Nor is it a difficult resource to access. New digital tools for dream journaling and analysis make it remarkably easy to explore this level of meaning in dreams. Whatever weird or upsetting contents dreams may have, their power as an honest mirror of psychological truth makes them a valuable ally for any spiritual practice.

The Lower Self

Even if some level of meaning is granted to dreaming, it might still seem like a spiritual distraction because the meaning relates to the “lower self.” Dreams draw you down into the trivial concerns of your mundane ego and its fears, desires, attachments, and entanglements. True spiritual development in this view requires trying to rise above the petty dramas of dreaming so your higher self can emerge.

Many dreams do revolve around the ordinary problems of everyday life, with the scattered, flitting attention that Buddhists call “monkey mind.” But if that is the only way you think about dreams, you may overlook two potential spiritual values that are readily available within your dreaming experience.
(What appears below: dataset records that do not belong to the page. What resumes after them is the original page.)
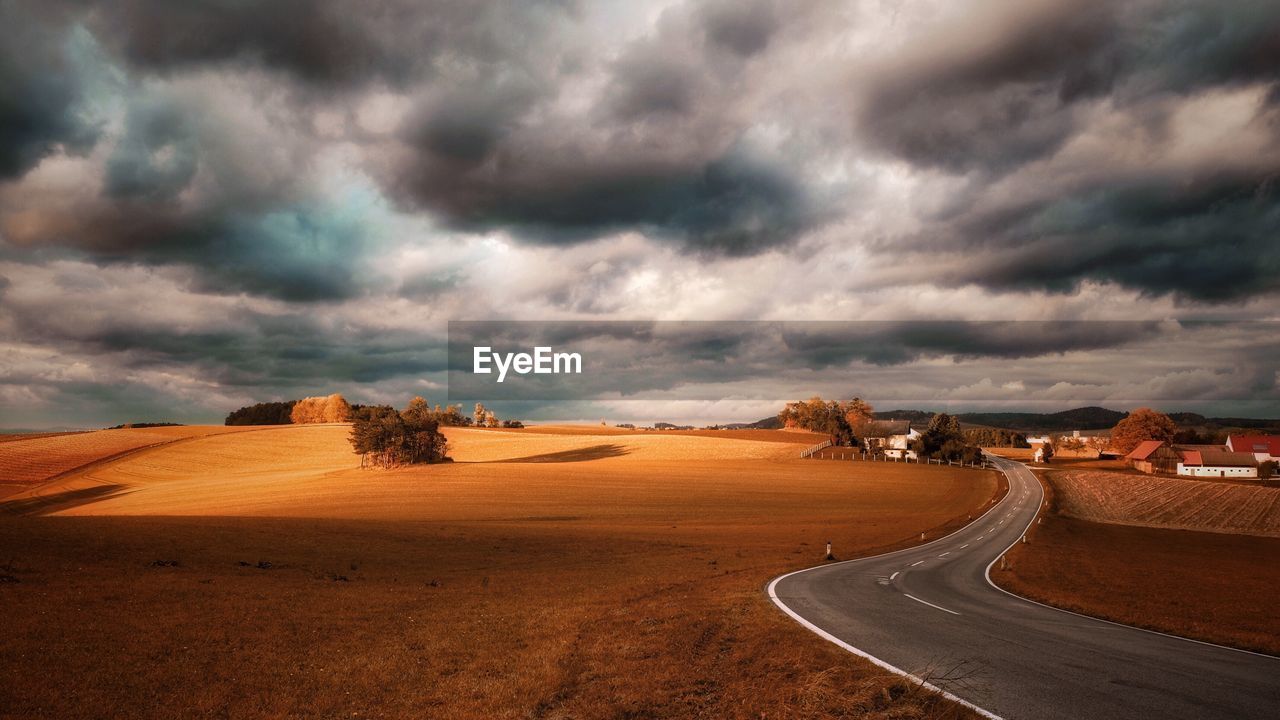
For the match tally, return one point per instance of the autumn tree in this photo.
(263, 414)
(385, 438)
(332, 409)
(1141, 425)
(859, 415)
(944, 440)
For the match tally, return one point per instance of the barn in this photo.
(1217, 464)
(1153, 456)
(1262, 447)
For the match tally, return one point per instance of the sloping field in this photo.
(1206, 586)
(790, 436)
(535, 446)
(560, 577)
(36, 459)
(1168, 502)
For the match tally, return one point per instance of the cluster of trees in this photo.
(844, 422)
(385, 437)
(330, 409)
(944, 440)
(1141, 425)
(263, 414)
(995, 437)
(336, 409)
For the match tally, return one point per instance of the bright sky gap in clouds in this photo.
(211, 204)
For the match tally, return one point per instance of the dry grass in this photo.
(579, 582)
(1022, 454)
(1206, 586)
(1168, 502)
(35, 459)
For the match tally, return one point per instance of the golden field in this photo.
(544, 574)
(1211, 586)
(28, 460)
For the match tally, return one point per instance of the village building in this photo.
(1217, 463)
(894, 438)
(1153, 456)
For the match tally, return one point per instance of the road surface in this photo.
(931, 613)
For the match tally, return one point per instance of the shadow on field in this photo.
(579, 455)
(59, 501)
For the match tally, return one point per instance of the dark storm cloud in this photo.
(42, 98)
(248, 350)
(186, 182)
(156, 159)
(327, 44)
(1016, 83)
(1207, 238)
(744, 27)
(634, 358)
(1004, 86)
(658, 153)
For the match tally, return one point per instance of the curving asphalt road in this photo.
(932, 614)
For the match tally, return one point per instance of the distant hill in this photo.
(771, 423)
(1091, 418)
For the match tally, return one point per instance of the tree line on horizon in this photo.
(850, 423)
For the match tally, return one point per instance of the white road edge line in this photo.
(869, 657)
(929, 604)
(1091, 616)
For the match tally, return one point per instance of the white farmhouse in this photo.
(1262, 447)
(1217, 464)
(899, 446)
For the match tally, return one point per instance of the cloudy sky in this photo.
(215, 203)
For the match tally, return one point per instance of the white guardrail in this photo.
(809, 451)
(854, 455)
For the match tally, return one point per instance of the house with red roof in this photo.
(1264, 447)
(1217, 463)
(1153, 456)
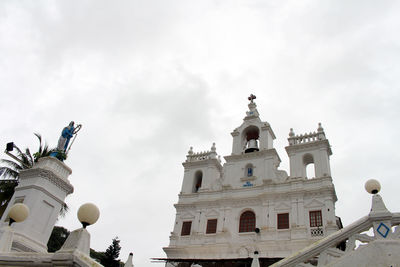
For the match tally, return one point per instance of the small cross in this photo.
(251, 98)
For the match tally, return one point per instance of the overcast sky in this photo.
(149, 79)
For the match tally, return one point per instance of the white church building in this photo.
(227, 212)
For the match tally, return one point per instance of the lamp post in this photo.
(88, 214)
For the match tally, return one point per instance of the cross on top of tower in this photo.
(251, 98)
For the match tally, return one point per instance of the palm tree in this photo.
(9, 172)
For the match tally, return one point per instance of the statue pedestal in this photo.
(43, 188)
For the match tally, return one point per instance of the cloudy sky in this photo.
(149, 79)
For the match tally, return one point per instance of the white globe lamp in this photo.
(88, 214)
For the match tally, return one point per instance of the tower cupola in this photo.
(253, 135)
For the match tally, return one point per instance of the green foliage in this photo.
(6, 192)
(112, 254)
(97, 255)
(57, 238)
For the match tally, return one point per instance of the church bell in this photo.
(251, 146)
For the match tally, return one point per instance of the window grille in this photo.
(315, 218)
(247, 222)
(283, 221)
(186, 227)
(249, 171)
(211, 226)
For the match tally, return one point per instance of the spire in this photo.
(252, 107)
(129, 263)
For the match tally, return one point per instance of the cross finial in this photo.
(251, 98)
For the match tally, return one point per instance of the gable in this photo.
(314, 203)
(282, 206)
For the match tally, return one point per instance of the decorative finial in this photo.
(372, 186)
(291, 133)
(88, 214)
(320, 129)
(251, 98)
(213, 148)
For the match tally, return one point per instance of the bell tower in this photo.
(254, 160)
(305, 149)
(253, 134)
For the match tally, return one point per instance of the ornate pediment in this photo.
(314, 203)
(282, 206)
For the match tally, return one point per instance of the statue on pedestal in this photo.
(64, 145)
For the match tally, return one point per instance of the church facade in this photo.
(226, 213)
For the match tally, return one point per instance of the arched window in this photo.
(249, 170)
(247, 222)
(251, 135)
(198, 177)
(309, 166)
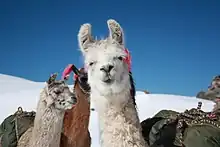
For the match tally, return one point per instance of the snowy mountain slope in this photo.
(15, 92)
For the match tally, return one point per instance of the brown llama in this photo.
(76, 120)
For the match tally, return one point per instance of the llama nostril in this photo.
(107, 68)
(110, 67)
(74, 100)
(102, 69)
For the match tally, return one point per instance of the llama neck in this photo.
(47, 127)
(120, 126)
(76, 122)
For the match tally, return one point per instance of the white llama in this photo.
(108, 76)
(55, 98)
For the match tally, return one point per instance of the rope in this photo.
(17, 115)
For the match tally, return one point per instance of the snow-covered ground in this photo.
(15, 92)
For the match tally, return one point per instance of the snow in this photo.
(15, 92)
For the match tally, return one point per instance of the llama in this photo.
(110, 82)
(76, 120)
(55, 99)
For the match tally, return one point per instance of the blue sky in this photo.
(175, 44)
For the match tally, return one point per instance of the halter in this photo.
(77, 73)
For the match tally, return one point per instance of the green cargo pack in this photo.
(14, 126)
(192, 128)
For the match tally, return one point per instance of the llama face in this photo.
(59, 96)
(104, 59)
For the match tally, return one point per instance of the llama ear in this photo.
(52, 78)
(115, 31)
(49, 101)
(84, 37)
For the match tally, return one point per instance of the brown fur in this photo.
(76, 122)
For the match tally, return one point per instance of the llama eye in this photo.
(91, 63)
(57, 92)
(120, 58)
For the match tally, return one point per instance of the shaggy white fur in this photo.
(55, 98)
(108, 76)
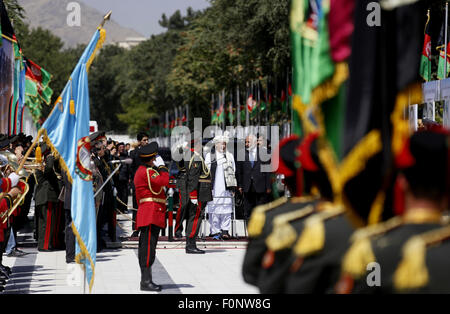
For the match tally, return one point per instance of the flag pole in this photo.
(107, 17)
(445, 46)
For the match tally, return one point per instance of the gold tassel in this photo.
(72, 107)
(312, 238)
(282, 237)
(412, 271)
(38, 154)
(358, 257)
(256, 224)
The first is the rare but significant occurrence of what psychologist C.G. Jung termed “big dreams.” While most dreams are relatively mundane and easily forgotten, a few burst into long-term memory with hyper-vivid images, intense emotions, extraordinary characters, or otherworldly settings.

These are the kinds of dreams that Jung found to have the most important relevance to the individual’s psychological growth and spiritual development. Since Jung, many psychologists (e.g., Harry Hunt, Roger Knudson, Don Kuiken, Kate Adams) have also investigated the experiential effects of highly intensified and impactful dreams.

Even if you ignore your dreams regularly, it may be worthwhile to consider the two or three most memorable dreams of your life, whether they occurred recently or back in childhood. Big dreams can be very strange, much stranger than ordinary “little” dreams, so take your time to reflect on their meanings.

As you do so, you may find that your big dreams reveal surprising psychological insights directly relevant to your spiritual practices.

The second thing to consider is the benefits of keeping a long-term dream journal, which psychologists from Jung onward have recognized as an excellent source of personal and scientific insight. (G. William Domhoff and Adam Schneider’s dreambank.net offers good evidence on this point.) The benefits of a dream journal do not depend on any special interpretations, nor do they require an abundance of spectacular big dreams.

Simply keeping a record of your dreams over time can become a spiritual practice, a kind of ongoing contemplative dialogue with the dreaming powers of your psyche. Many people who keep a dream journal do so for precisely this reason: to enhance their sense of spiritual vitality in life.

Within the open-ended dialogue of the dream journal, the language of “higher” and “lower” selves recedes, and what emerges in its place is a process of integrating your whole self as you grow into the fullness of your human potentiality.